Arquivo da tag: Diego Albuck

Equilíbrio nos trilhos de Williams

Propriedade condenada, texto de Tennessee Williams, direção de Érico José. Foto: Pollyanna Diniz

Quem conheceu Tennessee Williams diz que estar ao lado dele não era exatamente agradável. O dramaturgo e diretor Arthur Laurents, em entrevista a Richard Eyre, registrada no livro Talking Theatre, diz: “You should never have met Tennessee. He was usually drunk. He made silly jokes. I didn’t know him all that weel. He wasn’t the kind of person you wanted to spend time with. For me particularly because I revered his work, so I didn’t want to be disappointed in the person”.

Bêbado ou não; perturbado por um biografia punk-hardcore, que inclui uma lobotomia sofrida pela irmã; Williams era genial. Tanto é que foi o vencedor do Pulitzer por duas vezes, com Um bonde chamado desejo e Gata em teto de zinco quente. A história guardada na memória e na gaveta do encenador Érico José por alguns anos, no entanto, não é desses mais badalados, que viraram inclusive filme, mas o texto curto Propriedade condenada, de 1946. Foi essa a montagem (o texto foi traduzido por Diego Albuck) que Uerla Cardoso e Augusto Nascimento, da Escola de Teatro da UFBA, apresentaram no último sábado na VI Mostra Capiba de Teatro.

O texto de Tennessee é extremamente político. Fala do esfacelamento de um sociedade a partir de uma história particular: da garota Willie – a mãe dela fugiu com um homem, o pai desapareceu, a irmã foi abusada e morreu de tuberculose, e a menina herdou os seus amantes. Um enredo por demais indigesto. Willie e o adolescente Tom se encontram nos trilhos de um trem e é quando Willie começa a contar ao amigo parte da sua história.

Embora seja forte e fundamental, não é só no texto que está o vigor da montagem proposta por Érico José e por seu assistente de direção Vinícius Lírio; mas sim no trabalho de corpo dos jovens atores. Érico partiu das suas pesquisas sobre butô e biomecânica para levar ao palco algo que não tem necessariamente a ver com emoção – mas com energia. Há uma interação entre os atores que transcende o diálogo.

Para completar, as cenas são construídas como verdadeiras coreografias, como a entrada do garoto com uma pipa; a dança dos dois; um rio que aparece nos meios do trilho. A montagem também é rica em signos que podem ser interpretados a partir do olhar de cada espectador. Os personagens, por exemplo, têm os corpos pintados de branco numa referência clara ao butô, o que não exclui outras camadas de significados.

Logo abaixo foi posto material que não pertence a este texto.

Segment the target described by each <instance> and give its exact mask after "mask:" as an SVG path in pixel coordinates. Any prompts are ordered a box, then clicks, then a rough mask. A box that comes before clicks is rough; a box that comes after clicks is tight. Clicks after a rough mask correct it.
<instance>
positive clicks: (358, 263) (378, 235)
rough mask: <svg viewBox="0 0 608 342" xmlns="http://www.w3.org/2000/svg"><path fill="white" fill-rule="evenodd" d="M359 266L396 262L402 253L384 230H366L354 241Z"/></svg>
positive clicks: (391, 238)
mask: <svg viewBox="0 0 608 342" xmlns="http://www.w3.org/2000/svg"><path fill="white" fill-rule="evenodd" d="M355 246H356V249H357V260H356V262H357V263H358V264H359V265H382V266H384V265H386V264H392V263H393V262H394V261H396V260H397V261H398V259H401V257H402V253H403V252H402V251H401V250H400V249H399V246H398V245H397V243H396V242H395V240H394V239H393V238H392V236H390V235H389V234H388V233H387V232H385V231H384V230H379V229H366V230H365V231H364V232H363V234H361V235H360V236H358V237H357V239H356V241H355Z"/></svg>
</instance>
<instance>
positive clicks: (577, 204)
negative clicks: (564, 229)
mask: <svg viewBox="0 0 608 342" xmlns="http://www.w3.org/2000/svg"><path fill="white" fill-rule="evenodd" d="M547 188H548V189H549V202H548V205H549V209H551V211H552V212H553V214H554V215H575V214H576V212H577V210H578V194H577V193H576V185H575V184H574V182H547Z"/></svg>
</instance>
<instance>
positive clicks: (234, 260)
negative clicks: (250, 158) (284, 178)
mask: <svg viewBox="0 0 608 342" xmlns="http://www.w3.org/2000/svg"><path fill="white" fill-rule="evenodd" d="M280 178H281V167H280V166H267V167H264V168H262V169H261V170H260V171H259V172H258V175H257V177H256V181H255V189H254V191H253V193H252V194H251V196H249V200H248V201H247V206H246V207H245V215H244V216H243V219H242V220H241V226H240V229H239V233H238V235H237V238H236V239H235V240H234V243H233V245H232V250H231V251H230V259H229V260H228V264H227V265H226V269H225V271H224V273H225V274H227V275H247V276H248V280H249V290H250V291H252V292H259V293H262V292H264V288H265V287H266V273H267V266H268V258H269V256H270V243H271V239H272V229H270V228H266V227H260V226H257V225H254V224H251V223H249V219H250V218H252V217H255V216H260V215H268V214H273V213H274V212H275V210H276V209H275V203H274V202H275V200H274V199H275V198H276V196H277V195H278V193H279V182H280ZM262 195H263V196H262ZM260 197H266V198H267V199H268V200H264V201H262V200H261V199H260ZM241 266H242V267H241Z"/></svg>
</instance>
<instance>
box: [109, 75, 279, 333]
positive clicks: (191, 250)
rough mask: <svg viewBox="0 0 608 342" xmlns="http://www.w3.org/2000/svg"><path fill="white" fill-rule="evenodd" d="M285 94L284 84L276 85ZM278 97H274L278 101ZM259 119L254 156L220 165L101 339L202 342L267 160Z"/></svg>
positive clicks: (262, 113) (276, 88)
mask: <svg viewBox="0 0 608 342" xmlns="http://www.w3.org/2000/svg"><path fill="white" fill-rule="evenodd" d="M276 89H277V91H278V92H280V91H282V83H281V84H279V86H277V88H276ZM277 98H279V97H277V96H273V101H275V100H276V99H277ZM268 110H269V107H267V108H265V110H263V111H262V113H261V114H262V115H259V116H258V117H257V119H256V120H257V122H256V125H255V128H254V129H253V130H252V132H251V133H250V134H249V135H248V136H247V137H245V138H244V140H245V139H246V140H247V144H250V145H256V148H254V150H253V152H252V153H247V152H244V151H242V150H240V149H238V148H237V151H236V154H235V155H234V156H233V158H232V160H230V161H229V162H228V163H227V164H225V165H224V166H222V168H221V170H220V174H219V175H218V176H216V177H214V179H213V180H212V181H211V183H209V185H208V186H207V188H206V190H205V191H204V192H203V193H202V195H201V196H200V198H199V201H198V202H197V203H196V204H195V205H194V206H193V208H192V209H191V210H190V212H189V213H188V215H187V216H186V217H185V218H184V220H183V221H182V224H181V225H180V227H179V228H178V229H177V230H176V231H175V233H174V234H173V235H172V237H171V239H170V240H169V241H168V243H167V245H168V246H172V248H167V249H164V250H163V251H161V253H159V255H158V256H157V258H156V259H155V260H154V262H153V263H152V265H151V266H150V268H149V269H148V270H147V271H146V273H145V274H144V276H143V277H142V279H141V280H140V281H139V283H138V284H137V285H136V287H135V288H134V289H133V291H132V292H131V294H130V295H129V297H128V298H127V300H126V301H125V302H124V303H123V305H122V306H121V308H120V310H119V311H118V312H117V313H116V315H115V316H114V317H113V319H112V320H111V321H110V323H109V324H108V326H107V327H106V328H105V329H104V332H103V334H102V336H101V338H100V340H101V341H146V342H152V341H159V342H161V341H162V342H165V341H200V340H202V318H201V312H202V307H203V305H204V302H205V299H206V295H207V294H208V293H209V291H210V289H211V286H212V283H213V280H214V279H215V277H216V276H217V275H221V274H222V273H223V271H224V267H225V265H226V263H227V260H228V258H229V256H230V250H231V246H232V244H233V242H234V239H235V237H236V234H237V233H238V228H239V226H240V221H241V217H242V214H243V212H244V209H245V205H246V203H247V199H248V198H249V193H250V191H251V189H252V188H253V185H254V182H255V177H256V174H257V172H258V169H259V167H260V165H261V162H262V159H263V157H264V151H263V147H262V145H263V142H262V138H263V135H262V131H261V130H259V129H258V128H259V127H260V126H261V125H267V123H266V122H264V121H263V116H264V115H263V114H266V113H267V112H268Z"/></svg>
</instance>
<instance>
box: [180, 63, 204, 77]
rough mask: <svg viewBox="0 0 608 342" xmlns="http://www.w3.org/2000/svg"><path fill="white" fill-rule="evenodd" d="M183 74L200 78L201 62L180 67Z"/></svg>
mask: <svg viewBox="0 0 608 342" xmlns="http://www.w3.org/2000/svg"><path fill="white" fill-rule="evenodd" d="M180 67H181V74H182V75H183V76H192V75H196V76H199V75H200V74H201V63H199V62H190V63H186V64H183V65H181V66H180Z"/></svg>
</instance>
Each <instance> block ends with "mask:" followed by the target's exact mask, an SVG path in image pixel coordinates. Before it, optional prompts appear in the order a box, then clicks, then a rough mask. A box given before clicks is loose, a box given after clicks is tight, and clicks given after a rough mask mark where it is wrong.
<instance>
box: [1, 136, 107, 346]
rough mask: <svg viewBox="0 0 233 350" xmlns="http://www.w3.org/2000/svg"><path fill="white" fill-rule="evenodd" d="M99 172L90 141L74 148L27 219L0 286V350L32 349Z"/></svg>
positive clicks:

Pode existir, por exemplo, uma relação com o imaginário, com o sonho, com o surreal – em certo momento Tom diz algo do tipo: “mas essas histórias parecem ter sido inventadas, Willie”. Será que aconteceram mesmo? Há ainda uma dicotomia que se estabelece muito – entre o equilíbrio e o desequilíbrio; desde o andar nos trilhos, até a relação de energia entre os dois atores.

Apesar de muito jovens, Uerla e Augusto estão muito bem em cena (até cantam em inglês). Cenografia (trilhos de madeira cortam o palco) e iluminação ajudam na tarefa de trazer o espetáculo ainda mais para perto do público. Se o texto é mais um dos elementos dessa encenação, tudo parece ter sido muito bem dosado. E, além de tudo, Propriedade condenada ainda serve para mostrar como as pesquisas surgidas dentro da universidade podem ser levadas ao palco de forma muito bem sucedida.